Remember the genius of the Happy Meal? McDonald’s knew that bundling a burger, fries, and a toy would make kids (and parents) flock to their counters (don’t look up how much one costs today though). In retail, understanding the average number of items per transaction can help you craft your own version of this idea into an ROI-laden bundle, boosting sales and customer satisfaction in one fell swoop.

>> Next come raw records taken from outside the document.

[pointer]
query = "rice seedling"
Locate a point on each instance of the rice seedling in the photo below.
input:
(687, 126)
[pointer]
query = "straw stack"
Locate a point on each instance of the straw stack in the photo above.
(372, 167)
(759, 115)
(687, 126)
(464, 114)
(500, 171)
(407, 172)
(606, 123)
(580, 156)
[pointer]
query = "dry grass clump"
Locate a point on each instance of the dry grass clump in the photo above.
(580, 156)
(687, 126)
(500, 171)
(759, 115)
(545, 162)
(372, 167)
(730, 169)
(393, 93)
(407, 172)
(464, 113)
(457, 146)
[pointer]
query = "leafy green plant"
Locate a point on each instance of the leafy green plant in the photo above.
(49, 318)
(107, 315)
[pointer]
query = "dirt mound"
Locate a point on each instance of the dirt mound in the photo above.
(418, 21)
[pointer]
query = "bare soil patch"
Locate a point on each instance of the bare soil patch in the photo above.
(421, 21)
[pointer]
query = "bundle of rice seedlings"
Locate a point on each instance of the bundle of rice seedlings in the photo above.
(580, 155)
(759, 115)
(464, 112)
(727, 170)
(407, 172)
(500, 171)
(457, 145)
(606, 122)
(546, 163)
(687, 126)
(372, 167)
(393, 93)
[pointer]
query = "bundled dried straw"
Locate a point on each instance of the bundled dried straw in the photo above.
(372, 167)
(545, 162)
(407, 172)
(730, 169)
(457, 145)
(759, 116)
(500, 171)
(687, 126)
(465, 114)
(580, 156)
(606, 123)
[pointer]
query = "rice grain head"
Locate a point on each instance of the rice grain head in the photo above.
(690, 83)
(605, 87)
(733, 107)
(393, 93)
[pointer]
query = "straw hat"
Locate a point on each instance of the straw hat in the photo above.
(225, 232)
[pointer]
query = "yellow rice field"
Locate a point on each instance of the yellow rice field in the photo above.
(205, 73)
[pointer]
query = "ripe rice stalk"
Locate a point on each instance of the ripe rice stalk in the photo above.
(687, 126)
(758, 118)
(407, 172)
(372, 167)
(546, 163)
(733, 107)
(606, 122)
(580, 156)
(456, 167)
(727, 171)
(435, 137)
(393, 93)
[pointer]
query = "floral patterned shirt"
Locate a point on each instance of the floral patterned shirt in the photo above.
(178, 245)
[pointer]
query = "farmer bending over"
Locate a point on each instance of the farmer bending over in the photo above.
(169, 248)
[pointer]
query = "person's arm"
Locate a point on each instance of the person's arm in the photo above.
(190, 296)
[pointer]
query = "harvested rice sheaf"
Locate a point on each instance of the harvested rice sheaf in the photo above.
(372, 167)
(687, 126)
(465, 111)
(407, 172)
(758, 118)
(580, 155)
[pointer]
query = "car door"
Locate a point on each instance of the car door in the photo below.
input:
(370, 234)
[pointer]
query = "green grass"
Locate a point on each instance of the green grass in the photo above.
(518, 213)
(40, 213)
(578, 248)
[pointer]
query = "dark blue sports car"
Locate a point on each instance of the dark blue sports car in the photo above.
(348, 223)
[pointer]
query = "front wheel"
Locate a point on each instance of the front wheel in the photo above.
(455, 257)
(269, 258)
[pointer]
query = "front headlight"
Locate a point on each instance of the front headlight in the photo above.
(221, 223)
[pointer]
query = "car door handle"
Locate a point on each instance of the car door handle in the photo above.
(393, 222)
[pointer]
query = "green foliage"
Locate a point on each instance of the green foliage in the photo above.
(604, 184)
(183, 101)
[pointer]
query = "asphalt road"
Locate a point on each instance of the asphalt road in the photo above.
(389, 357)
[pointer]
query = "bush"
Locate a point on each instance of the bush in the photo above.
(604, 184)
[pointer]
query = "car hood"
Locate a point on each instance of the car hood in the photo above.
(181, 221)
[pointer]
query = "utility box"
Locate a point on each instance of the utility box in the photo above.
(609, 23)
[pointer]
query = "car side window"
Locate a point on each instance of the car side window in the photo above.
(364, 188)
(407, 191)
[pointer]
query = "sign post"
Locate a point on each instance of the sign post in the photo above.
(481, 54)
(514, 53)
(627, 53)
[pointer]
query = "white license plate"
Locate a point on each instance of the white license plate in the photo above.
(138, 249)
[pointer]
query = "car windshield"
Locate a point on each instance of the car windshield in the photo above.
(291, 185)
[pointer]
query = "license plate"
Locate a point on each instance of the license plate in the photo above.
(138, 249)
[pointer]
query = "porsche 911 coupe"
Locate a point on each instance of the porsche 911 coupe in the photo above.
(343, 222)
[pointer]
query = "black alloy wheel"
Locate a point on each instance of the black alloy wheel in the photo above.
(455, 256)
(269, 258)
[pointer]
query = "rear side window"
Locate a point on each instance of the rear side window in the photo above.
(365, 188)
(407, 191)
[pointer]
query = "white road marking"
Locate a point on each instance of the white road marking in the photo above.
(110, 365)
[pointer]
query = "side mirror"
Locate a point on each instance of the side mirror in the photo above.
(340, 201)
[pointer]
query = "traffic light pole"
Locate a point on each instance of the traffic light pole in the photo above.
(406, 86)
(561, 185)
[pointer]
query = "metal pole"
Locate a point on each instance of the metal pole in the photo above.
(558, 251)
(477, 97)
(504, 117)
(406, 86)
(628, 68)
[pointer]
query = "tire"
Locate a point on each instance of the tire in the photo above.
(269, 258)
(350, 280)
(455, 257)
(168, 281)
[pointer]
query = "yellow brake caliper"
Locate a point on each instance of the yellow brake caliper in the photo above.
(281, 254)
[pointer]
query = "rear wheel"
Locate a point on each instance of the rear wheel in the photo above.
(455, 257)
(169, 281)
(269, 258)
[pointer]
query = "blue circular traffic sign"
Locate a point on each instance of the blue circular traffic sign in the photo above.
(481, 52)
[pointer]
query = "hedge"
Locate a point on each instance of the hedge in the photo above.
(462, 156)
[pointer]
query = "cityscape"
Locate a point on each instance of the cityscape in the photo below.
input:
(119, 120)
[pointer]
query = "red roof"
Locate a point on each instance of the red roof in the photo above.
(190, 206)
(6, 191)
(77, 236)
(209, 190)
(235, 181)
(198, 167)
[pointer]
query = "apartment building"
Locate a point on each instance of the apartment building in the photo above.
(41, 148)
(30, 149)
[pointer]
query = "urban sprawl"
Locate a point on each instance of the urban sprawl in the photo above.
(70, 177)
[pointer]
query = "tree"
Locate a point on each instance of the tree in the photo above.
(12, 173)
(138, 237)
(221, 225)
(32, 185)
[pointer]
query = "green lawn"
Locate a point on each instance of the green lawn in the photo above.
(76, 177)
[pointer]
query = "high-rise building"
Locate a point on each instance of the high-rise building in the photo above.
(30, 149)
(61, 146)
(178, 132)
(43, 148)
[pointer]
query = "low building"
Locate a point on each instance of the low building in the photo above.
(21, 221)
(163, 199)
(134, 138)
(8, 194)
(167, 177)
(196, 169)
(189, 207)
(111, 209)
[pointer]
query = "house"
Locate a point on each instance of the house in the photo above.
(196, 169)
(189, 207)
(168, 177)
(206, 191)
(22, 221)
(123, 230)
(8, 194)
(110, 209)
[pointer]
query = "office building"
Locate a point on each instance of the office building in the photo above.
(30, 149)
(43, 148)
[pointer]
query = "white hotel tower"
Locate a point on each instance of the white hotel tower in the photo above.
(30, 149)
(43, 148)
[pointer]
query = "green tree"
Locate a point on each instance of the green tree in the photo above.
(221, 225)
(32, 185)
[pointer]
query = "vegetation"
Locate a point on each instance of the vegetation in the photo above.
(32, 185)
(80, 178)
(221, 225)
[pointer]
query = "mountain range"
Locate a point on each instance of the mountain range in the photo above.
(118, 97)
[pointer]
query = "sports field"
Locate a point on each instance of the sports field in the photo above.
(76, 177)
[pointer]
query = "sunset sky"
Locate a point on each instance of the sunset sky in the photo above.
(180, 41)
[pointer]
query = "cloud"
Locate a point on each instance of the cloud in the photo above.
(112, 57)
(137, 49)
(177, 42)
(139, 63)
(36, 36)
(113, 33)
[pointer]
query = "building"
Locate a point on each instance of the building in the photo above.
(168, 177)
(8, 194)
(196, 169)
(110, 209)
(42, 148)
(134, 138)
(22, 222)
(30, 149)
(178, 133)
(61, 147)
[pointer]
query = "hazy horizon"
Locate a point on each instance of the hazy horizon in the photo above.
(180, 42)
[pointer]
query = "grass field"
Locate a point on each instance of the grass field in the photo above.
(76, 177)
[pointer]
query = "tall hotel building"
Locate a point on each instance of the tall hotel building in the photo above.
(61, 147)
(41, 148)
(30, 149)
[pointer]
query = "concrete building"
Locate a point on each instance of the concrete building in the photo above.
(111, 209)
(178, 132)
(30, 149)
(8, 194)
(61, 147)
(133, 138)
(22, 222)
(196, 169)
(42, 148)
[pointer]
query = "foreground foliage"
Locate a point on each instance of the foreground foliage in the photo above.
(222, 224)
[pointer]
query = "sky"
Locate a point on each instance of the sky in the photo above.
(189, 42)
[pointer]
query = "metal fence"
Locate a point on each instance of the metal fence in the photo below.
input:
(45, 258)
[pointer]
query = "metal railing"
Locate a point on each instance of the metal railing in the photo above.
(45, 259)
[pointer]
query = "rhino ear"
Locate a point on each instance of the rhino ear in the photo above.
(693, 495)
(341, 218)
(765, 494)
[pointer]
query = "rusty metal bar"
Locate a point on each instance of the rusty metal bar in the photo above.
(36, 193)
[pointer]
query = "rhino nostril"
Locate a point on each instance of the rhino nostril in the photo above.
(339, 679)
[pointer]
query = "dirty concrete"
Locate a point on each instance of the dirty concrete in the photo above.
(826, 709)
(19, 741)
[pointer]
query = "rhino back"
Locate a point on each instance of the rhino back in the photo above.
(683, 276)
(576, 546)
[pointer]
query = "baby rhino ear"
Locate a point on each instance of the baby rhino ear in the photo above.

If your data shows that customers frequently buy certain items together, you’ve struck gold. This data analysis should lead to you creating bundled offers that provide a slight discount for purchasing these items together. It’s a win-win: customers feel like they’re getting a deal, and you move more product. Plus, it’s a great way to introduce customers to products they might not have considered. Bundling strategies can turn a casual shopper into a loyal fan, all because you made their shopping experience just a little bit easier and more rewarding.

Tracking Multi-Location Shopping: Building a Complete Customer Profile

In the age of ecommerce and instant gratification, customers have been conditioned to shop across multiple platforms and locations. They might browse online, check out reviews on their phone, and then pop into a physical store to make a purchase. It’s like they’re living in a retail multiverse, and you need to track their journey across all these dimensions.

Aggregating shopping data from various locations and platforms helps you build a complete customer profile, no matter where and how they shop. This holistic view allows you to provide a seamless shopping experience, whether your customer is online, in-store, or on the go.

Imagine knowing that a customer bought a pair of shoes online and then suggesting a matching handbag the next time they visit a store. By understanding the full spectrum of their shopping behavior, you can tailor your marketing and sales strategies to meet their needs at every touchpoint, ensuring they always feel recognized and valued.


Retail success today hinges on the ability to understand and predict shopper behavior. By leveraging advanced retail analytics, brands can gain critical insights that drive smarter decisions and better customer experiences. From your data, your retail strategy will evolve to meet and exceed customer expectations, soon turning every shopping experience into a success story.